Doesn’t this seem like the best thing in the history of ever? Knits for Nerds: 30 Projects for Fans of Science Fiction, Fantasy, and Comic Books by Joan of Dark, a.k.a. Toni Carr. (I already have her book Knockdown Knits: 30 Projects from the Roller Derby Track, and the fact that there is an entire chapter devoted to projects for injured derby girls, such as a knitted arm sling, made me decide never to try roller derby. And I played on the rugby team in high school…I didn’t play very well, but still.)
The Big Bang Theory-inspired his-and-hers sweater vests! Lieutenant Uhura’s red minidress! Firefly-inspired scarf, socks, hat, and jacket to go with the Jayne Cobb hat that of course you already have somewhere! In the interest of full disclosure, I have not made a Jayne hat yet, but I’ve had a Jayne hat kit in my closet for ages and ages (I think it’s this one), so you know I’ll get around to it. Eventually.

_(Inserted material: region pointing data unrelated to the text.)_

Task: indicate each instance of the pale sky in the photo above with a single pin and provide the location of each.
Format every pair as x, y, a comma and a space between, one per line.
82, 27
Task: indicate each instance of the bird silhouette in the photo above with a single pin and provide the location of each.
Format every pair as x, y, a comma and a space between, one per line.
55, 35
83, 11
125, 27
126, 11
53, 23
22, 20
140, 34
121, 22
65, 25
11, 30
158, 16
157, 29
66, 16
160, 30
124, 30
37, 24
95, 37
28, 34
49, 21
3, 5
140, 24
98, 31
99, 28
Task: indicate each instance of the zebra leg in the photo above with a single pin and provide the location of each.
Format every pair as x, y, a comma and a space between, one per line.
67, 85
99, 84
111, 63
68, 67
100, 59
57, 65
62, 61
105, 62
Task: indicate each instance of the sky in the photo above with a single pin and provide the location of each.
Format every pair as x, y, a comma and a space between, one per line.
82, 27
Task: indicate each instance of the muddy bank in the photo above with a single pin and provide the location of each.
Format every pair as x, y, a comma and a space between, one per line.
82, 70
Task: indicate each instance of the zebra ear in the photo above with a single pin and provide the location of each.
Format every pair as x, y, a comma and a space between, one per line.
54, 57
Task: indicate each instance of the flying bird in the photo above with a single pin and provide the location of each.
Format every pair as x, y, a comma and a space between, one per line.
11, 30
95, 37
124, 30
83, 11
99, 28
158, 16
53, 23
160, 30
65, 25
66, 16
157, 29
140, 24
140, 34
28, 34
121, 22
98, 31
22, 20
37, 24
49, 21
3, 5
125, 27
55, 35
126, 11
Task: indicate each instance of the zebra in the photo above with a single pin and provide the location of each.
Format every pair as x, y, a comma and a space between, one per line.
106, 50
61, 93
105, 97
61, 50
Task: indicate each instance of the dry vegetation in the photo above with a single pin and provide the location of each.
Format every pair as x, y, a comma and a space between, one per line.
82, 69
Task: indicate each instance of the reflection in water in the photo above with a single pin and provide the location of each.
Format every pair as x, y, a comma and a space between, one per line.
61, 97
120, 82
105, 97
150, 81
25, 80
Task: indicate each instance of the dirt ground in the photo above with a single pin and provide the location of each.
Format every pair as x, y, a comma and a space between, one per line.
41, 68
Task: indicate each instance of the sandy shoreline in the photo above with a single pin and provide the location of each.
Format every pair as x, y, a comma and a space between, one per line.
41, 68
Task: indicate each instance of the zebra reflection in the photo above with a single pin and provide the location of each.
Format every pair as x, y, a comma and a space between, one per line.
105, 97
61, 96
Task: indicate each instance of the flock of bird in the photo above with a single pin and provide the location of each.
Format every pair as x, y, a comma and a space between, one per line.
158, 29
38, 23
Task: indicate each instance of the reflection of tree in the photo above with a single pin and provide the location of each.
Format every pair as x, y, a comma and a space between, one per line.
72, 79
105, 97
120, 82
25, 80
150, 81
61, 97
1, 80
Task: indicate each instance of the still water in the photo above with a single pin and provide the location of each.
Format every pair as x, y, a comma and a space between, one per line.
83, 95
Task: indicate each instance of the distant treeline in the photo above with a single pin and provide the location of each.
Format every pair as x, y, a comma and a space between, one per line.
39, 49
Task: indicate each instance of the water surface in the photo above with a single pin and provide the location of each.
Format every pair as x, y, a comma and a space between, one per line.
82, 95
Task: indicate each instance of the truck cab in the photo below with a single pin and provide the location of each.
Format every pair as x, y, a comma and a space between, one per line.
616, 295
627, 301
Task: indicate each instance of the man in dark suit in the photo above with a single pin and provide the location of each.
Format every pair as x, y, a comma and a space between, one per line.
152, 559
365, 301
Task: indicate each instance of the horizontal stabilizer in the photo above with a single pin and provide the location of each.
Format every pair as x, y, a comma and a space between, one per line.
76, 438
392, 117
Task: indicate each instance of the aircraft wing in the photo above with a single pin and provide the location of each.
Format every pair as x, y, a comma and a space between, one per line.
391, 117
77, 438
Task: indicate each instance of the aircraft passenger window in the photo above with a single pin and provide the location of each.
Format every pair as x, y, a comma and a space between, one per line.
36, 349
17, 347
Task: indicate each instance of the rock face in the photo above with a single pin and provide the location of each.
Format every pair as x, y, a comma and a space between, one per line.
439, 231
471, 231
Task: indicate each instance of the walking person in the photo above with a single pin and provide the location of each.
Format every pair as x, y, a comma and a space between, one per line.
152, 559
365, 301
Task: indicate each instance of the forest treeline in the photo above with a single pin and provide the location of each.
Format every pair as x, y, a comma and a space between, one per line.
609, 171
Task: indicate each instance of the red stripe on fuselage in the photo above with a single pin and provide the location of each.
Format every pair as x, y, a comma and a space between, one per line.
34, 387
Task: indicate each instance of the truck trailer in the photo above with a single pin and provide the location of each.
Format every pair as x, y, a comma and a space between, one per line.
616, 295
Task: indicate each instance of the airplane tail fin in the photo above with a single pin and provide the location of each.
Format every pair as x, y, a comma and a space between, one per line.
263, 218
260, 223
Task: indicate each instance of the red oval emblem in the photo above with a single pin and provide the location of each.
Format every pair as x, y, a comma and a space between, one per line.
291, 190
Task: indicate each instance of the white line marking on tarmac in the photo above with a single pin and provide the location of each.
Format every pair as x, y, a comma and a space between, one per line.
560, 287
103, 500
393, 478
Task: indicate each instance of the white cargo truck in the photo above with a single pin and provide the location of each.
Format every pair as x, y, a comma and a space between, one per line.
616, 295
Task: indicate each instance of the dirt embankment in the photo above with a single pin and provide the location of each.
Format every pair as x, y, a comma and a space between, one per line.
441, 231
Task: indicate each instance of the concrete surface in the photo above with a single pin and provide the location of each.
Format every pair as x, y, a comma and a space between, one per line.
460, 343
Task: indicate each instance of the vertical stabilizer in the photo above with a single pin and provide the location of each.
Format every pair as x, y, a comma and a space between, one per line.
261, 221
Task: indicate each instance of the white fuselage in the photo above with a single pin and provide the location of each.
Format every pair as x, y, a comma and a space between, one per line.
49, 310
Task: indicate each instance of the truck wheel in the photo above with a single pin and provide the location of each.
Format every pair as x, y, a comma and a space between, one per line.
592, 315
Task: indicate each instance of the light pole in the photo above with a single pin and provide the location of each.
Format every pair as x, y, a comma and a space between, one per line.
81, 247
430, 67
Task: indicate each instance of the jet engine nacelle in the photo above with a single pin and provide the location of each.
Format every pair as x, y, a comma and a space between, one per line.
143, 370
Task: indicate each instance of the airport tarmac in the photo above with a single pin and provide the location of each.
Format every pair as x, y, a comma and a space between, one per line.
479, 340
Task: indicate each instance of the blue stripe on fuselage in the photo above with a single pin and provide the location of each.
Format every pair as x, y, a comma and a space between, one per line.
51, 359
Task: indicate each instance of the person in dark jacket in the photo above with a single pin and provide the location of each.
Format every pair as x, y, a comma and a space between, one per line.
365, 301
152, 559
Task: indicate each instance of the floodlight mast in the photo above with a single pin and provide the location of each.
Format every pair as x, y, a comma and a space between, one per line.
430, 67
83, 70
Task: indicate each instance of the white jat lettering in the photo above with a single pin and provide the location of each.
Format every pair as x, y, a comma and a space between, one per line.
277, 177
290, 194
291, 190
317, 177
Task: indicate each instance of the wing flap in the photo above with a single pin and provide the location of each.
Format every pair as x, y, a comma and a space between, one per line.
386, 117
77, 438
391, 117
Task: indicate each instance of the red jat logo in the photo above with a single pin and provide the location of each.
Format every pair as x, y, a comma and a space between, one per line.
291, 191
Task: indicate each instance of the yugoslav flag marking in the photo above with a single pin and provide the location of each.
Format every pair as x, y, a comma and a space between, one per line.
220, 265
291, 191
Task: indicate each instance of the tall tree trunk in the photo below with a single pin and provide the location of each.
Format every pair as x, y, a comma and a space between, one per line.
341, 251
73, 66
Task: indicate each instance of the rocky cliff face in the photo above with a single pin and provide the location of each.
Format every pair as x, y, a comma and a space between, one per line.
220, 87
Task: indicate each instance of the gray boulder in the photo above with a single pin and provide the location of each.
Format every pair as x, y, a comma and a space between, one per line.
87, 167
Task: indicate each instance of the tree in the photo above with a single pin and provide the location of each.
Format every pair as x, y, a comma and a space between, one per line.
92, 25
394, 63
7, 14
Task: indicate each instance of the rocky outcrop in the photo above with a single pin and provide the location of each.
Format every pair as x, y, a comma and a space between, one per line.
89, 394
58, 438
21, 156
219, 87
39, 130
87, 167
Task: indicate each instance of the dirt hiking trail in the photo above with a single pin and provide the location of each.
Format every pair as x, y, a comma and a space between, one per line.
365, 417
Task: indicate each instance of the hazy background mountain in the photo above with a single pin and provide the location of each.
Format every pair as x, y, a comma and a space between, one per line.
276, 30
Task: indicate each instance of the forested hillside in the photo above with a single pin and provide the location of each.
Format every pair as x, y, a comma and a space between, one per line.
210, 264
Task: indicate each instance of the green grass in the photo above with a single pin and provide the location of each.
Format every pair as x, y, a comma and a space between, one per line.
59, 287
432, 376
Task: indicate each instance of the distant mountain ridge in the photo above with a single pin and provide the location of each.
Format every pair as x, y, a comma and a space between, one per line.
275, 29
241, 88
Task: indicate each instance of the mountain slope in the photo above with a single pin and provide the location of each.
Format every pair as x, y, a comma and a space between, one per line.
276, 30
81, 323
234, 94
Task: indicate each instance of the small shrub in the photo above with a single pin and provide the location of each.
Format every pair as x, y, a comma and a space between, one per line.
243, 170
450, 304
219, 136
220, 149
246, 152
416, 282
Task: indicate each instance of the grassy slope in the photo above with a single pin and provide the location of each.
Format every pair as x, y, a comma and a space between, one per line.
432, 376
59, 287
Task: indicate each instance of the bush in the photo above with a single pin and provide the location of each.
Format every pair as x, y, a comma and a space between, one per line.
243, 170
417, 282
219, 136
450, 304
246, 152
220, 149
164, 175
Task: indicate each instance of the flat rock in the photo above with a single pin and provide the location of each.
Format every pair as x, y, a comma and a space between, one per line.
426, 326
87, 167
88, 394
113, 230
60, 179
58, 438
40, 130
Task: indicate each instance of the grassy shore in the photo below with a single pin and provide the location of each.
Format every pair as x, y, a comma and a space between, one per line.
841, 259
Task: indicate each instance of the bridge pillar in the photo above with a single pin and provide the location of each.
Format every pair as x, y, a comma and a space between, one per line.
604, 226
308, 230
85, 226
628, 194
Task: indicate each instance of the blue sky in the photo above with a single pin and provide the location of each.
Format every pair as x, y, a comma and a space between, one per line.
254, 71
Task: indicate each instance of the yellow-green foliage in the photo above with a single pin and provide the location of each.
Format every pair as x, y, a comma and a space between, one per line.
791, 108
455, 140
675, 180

If you don’t understand how much I need a geeky knitting book…well, this is my shower curtain.
Clearly, I need geeky everything.
How can I possibly wait until next year for this book? That’s so far away! So of course I bought a copy of World of Geekcraft: Step-by-Step Instructions for 25 Super-Cool Craft Projects, edited by Susan Beal of Geek Crafts, to tide me over until then.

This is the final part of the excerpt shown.